Y qué personajes, oigan. Es en este apartado donde la película juega sus mejores cartas: la ardiente novia portorriqueña de Mookie, eternamente insatisfecha; los tres gandules que arreglan los problemas del barrio sentados bajo una sombrilla mientras trasiegan cerveza; el joven retrasado que vende postales del “doctor” Martin Luther King y Malcom X; el exaltado amigo de Mookie, que quiere cuadros de gente negra en la pizzería de Sal; el propio Sal, un entrañable cabezota encarnado por Danny Aiello y sus hijos, sumiso uno, eternamente cabreado y racista el otro —fantástico John Turturro—; el mítico Radio Raheem y su enorme “loro”; el alcalde, un viejo borrachín al que nadie hace caso y su eterno amor platónico, Mother Sister. Son nombres sonoros, contundentes, que hacen honor a sus portadores, seres humanos llenos de vida e imperfecciones. Todos ellos apasionantes y universales. Estaríamos horas oyéndoles hablar. Sus diálogos, réplicas y contrarréplicas que se suceden a la velocidad del rayo en un slang que es puro ritmo, tienen el fraseo del mejor rap. Spike Lee obra el milagro: en un momento u otro, empatizamos con todas sus criaturas. Quiere a cada una de ellas y eso se nota. Vaya que si se nota.
El tema del film es el racismo, como en la práctica totalidad de la obra del señor Lee. Pero aquí no hay discursos de buenos y malos, y el director es tan severo con su raza como con las otras. En una fantástica escena, nos explica a la perfección el estado de las cosas: los distintos grupos étnicos se dirigen a cámara vertiendo todo el odio y prejuicio que sienten hacia otra raza en concreto. Italianos a negros, negros a blancos, que odian a los puertorriqueños, éstos a los coreanos, que a su vez se ciscan en los negros y volvemos a empezar. Spike Lee nos dice que cuando uno pertenece a una etnia racial débil, humilde y maltratada por la sociedad, sólo queda autoafirmarse y luchar por el pequeño terreno del que se dispone. La mejor defensa, el ataque. Y poco a poco las cosas se caldean en ese caluroso día, a pesar de las llamadas al orden del locutor de radio/narrador “Daddy Love” —encarnado por Samuel L. Jackson—. Las tensas relaciones se van agriando cada vez más hasta que llegamos a un punto de no retorno: Sal destroza la radio de Radio Raheem al negarse éste a bajar el volumen. Comienza una gigantesca pelea en la que interviene el orden público únicamente para explosionar las cosas: Radio Raheem muere en manos de la policía y el caos se desata en el barrio. Es muy duro ver cómo Mookie, quizá uno de los personajes más conciliadores, es el que prende la mecha del incendio final rompiendo las ventanas de la pizzería. Al poco, el negocio de Sal arde en llamas y hasta la dulce Mother Sister grita. “¡quemadlos!”. La comedia se ha convertido en un drama de Tennessee Williams. Un final desolador.
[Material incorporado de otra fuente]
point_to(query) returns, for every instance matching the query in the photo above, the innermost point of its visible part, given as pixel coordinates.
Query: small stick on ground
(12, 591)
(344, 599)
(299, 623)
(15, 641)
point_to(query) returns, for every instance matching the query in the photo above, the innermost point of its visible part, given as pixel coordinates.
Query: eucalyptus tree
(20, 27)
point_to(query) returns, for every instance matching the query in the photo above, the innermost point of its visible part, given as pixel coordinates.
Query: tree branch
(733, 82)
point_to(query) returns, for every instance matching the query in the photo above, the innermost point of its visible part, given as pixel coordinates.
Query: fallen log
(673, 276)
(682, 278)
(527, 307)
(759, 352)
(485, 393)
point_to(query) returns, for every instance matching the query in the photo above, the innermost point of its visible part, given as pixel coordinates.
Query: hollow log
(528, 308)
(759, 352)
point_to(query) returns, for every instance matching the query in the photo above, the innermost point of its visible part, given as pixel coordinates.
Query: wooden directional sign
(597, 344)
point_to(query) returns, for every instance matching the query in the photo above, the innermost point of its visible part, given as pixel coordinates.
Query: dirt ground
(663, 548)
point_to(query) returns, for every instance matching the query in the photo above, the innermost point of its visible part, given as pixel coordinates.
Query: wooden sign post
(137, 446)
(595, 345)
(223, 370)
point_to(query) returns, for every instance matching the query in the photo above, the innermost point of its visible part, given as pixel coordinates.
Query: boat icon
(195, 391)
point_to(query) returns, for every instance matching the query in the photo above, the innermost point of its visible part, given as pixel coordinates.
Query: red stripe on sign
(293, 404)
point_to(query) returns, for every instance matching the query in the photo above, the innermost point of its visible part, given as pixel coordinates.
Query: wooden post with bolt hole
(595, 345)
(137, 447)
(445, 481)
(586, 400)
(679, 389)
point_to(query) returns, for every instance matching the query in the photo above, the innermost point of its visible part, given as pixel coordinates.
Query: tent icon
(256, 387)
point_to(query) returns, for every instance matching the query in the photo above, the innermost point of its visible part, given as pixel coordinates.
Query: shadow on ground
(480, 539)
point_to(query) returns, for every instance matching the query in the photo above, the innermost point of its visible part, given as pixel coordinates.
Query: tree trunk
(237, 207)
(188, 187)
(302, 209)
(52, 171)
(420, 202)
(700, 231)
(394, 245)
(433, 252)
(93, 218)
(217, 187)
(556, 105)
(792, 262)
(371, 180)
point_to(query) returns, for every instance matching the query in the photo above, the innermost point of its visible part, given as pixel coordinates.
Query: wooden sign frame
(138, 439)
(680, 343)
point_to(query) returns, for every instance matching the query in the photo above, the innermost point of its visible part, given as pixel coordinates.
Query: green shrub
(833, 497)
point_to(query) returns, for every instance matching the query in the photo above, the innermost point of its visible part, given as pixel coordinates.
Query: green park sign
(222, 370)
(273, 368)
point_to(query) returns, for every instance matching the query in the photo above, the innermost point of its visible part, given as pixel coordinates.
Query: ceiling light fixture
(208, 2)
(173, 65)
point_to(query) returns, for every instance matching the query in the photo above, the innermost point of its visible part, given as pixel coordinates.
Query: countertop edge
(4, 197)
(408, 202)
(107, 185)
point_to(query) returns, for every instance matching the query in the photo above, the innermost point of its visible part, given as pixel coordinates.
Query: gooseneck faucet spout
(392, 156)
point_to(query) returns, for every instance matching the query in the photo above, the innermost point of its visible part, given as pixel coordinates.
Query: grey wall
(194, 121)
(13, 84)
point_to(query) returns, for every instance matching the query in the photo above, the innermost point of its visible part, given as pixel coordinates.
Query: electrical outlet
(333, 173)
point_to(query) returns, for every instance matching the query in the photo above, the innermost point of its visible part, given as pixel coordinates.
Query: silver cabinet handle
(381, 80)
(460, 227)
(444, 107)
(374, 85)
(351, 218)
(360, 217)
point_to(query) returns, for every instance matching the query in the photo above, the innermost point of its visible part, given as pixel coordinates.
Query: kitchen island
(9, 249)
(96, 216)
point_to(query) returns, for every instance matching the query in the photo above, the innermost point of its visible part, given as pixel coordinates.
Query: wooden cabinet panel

Al día siguiente sólo queda recoger los pedazos y, de alguna manera, afrontar el mañana y volver a empezar. La vida sigue, y en el mundo, ya sea Brooklyn, Harlem, París o Lisboa, las cosas no son blancas ni negras. En una película donde el color lo inunda todo, Spike Lee nos muestra una enorme variedad de grises. La música de jazz sube y termina la representación. Se cierra el telón mientras nos sentimos aún más confundidos que cuando empezó todo.